260. Sample Application Tests: Hello World Example¶
This example is one of the most simple RTE application that can be done. The program will just print a “helloworld” message on every enabled lcore.
Command Usage:
./dpdk-helloworld -c COREMASK [-m NB] [-r NUM] [-n NUM]
EAL option list:
-c COREMASK: hexadecimal bitmask of cores we are running on
-m MB : memory to allocate (default = size of hugemem)
-n NUM : force number of memory channels (don't detect)
-r NUM : force number of memory ranks (don't detect)
--huge-file: base filename for hugetlbfs entries
debug options:
--no-huge : use malloc instead of hugetlbfs
--no-pci : disable pci
--no-hpet : disable hpet
--no-shconf: no shared config (mmap'd files)
260.1. Prerequisites¶
Support igb_uio and vfio driver, if used vfio, kernel need 3.6+ and enable vt-d in bios. When used vfio , used “modprobe vfio” and “modprobe vfio-pci” insmod vfio driver, then used ”./tools/dpdk_nic_bind.py –bind=vfio-pci device_bus_id” to bind vfio driver to test driver.
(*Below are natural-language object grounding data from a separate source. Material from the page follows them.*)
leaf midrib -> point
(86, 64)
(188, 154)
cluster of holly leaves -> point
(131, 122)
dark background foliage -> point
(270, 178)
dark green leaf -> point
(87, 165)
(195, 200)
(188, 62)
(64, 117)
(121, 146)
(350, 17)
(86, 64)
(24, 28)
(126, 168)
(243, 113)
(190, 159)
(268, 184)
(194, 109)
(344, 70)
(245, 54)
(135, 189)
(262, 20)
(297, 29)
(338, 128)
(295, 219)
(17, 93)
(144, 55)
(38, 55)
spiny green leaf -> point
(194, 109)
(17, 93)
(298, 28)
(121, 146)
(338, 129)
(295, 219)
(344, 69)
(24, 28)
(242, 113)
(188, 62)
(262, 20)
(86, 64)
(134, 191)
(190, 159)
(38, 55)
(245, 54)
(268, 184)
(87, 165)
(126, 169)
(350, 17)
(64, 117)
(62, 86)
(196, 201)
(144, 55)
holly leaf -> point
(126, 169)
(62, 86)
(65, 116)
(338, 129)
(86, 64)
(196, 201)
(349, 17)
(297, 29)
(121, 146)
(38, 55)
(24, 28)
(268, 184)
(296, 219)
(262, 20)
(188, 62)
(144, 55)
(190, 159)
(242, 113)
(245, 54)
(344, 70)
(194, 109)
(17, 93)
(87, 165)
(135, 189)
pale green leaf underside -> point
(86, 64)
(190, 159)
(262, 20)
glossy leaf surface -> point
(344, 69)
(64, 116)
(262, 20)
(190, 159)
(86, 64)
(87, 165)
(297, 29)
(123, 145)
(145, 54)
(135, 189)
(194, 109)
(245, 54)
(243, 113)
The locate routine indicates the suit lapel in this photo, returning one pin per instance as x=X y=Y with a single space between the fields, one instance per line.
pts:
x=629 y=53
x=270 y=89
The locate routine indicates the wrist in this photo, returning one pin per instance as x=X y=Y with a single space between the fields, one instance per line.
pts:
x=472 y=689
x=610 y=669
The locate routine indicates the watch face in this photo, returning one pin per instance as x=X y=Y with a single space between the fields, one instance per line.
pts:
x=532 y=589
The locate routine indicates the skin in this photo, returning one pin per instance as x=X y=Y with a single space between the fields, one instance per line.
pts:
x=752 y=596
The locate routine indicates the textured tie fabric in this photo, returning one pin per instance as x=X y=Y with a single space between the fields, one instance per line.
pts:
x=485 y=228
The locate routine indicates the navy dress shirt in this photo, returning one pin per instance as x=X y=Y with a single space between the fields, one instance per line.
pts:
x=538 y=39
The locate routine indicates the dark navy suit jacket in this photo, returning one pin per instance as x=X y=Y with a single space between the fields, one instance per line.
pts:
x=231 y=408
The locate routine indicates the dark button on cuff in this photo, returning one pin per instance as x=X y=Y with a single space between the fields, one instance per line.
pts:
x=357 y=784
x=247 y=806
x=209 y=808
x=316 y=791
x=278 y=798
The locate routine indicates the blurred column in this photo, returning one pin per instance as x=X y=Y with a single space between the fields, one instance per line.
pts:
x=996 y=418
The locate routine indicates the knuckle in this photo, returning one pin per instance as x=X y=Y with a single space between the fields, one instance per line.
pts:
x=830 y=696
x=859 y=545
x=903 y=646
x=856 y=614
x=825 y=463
To find out the mapping of lcores (processor) to core id and socket (physical id), the command below can be used:
$ grep "processor\|physical id\|core id\|^$" /proc/cpuinfo
The total logical core number will be used as helloworld
input parameters.
260.2. Test Case: run hello world on single lcores¶
To run example in single lcore
$ ./dpdk-helloworld -c 1
hello from core 0
Check the output is exact the lcore 0
260.3. Test Case: run hello world on every lcores¶
To run the example in all the enabled lcore
$ ./dpdk-helloworld -cffffff
hello from core 1
hello from core 2
hello from core 3
...
...
hello from core 0
Verify the output of according to all the core masks.